Potępieni!!!wszyscy będziecie potępieni -wy którzy na koncert się udacie,skazujecie się na męki wieczne w piekielnych czeluściach...Razem z Tadeuszem rzuciliśmy klątwe,także...Biada wam oj biada...
To może dodamy jeszcze kilka takich par: Trabant i jakość, perfumy i WC, Doda i Nobel, Jelcz na budowie i jazda figurowa na lodzie,.. itd.
Seks jest dla ludzi, ale jak się z niego robi religie, albo robi na nim szmal to zakrawa już na kpine. Niech już sobie ta madonna tam coś śpiewa pod nosem, ale niech nam nie...
Tłumacze to debile, a ludzie którzy tego nie rozumieją...cóż. Madonna jest skandalistką, ale nie bardzo rozumiem ludzi, których to oburza - po prostu nie idźcie do kina i na koncert.
prawie półtoraroczny poślizg od premiery tego filmu w Stanach, tylko dla tego że Madonna gra koncert w Polsce... Ach ten polski marketing...
Ależ mi ciekawostka, no ja pierniczę! Może pododajemy takie ciekawostki przy pierwszym filmie Polańskiego, przy pierwszym filmie Tarantino i przy pierwszym filmie kogobądź? Gupie, nie powinno zostać zaakceptowane.
Eugene "trzyma za jaja" cały film i zupełnie mnie nie interesuje, kto zapłacił za produkcję i się pod tym podpisał. Madonna równie dobrze mogłaby nie istnieć. Przynajmniej dla mnie...

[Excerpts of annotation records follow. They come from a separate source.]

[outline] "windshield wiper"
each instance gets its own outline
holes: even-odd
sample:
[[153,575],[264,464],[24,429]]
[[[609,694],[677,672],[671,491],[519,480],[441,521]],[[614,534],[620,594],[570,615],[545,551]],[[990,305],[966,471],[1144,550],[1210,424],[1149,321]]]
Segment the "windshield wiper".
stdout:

Oj bez wielce charyzmatycznego Eugene Hutz'a i muzyki Gogol Bordello ten film nie byłby tak dobry. Już widzę zdziwienie na twarzach fanów Madonny (choć ci bardziej zagorzali powinni wiedzieć o przyjaźni między Madonną a Eugene). Przyjemny film i fajne przesłanie choć nie jest to wielkie kino.